ParallelMySQLDump
Contents |
[edit] Adding parallelism to mysqldump
This is part of the Summer of Code 2008 project proposals.
[edit] Synopsys
The idea of this project is to parallelize 'mysqldump' program. Currently, MySQL is fully multi-threaded and can handle larger databases. But dumping these worst-case scenarios can be really painful.
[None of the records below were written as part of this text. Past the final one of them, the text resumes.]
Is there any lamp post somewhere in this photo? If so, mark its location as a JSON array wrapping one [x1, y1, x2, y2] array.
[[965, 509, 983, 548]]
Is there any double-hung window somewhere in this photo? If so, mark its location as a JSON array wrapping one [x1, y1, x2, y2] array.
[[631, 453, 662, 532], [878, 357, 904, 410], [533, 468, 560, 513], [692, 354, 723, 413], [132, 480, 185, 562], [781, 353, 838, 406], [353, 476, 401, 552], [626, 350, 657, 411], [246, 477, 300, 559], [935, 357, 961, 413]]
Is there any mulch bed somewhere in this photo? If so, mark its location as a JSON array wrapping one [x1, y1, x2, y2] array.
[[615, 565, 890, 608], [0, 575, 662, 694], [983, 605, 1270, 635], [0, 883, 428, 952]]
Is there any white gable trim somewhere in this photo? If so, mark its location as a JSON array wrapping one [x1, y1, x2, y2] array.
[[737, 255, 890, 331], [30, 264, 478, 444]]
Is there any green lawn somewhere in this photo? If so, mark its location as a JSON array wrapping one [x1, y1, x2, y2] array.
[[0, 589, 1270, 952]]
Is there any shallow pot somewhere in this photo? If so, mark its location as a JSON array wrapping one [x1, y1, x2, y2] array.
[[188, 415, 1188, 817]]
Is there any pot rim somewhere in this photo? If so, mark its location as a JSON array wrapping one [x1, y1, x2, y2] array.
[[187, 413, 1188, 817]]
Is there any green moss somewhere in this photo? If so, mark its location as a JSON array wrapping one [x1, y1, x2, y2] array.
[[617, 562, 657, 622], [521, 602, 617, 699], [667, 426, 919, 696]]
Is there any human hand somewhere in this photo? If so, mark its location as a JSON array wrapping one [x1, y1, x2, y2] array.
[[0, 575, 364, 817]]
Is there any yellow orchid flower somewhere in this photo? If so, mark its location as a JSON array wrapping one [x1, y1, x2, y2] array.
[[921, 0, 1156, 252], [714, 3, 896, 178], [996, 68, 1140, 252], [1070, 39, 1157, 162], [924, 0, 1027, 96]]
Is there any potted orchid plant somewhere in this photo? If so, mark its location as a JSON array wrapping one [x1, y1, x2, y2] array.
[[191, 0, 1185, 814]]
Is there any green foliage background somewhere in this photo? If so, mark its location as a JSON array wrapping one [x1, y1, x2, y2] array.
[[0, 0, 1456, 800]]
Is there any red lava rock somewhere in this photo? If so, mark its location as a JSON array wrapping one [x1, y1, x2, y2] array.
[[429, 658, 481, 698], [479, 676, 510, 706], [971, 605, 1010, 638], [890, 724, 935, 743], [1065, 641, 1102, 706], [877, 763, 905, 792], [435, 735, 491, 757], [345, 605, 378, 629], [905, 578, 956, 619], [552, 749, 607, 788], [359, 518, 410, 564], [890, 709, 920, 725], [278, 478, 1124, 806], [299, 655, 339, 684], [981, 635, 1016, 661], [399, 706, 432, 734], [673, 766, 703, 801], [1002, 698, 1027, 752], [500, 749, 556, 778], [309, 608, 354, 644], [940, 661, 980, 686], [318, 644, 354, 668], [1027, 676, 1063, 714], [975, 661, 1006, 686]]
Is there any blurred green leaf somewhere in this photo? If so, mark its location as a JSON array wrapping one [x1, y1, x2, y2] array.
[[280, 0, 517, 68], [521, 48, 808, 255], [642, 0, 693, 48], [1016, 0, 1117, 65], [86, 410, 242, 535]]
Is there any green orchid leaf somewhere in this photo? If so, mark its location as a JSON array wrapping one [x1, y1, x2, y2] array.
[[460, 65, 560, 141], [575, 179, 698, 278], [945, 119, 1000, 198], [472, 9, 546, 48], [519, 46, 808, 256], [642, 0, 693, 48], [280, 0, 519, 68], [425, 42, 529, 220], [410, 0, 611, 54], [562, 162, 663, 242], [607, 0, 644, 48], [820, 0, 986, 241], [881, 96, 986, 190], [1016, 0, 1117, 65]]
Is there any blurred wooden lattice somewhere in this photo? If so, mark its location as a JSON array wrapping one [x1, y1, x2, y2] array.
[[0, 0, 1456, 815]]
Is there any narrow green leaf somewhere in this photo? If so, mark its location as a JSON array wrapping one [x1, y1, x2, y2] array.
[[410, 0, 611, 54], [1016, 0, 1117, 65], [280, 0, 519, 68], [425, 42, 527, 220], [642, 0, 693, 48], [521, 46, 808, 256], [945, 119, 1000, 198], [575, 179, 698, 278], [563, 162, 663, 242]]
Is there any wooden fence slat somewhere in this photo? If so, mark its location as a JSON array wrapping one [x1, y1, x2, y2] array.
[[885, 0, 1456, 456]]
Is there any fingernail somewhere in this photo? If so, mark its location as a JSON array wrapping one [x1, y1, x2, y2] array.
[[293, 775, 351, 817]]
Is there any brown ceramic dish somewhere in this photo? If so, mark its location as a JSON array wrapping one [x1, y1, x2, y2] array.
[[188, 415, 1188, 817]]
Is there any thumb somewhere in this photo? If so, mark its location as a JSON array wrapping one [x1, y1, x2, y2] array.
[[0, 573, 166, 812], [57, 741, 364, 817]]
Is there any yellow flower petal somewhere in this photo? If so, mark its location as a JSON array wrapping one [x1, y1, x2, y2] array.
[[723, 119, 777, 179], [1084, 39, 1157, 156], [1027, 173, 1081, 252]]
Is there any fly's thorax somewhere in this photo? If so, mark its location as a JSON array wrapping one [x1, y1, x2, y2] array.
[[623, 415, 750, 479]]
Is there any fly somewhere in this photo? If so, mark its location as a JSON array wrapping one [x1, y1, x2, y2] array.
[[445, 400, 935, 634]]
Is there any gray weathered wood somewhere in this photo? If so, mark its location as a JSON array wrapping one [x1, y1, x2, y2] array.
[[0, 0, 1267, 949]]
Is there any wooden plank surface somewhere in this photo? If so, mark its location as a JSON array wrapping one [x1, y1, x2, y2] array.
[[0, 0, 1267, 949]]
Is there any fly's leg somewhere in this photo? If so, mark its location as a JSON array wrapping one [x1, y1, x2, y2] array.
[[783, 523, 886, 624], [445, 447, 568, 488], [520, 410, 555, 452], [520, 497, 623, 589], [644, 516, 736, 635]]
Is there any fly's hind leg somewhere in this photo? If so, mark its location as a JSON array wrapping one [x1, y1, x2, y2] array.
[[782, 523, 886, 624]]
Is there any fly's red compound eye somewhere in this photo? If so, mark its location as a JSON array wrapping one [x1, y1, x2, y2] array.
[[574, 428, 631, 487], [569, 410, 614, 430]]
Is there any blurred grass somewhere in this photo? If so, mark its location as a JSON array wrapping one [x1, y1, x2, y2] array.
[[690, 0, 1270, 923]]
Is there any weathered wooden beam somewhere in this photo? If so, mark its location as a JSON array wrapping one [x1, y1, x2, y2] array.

By parallelizing the mysqldump tool, significant performance improvements can be achieved for both power and small users of MySQL.
[edit] Parallelization
Incremental steps to achieve parallelizaton:
- For each table, fork a process that will dump it into its own file (considering a single machine running the program).
- Limit the number of process created in a single machine.
- Create a limited number of concurrent threads inside each process.
- Limit the number of concurrent threads dumping.
- Add support to multi-computer parallelism.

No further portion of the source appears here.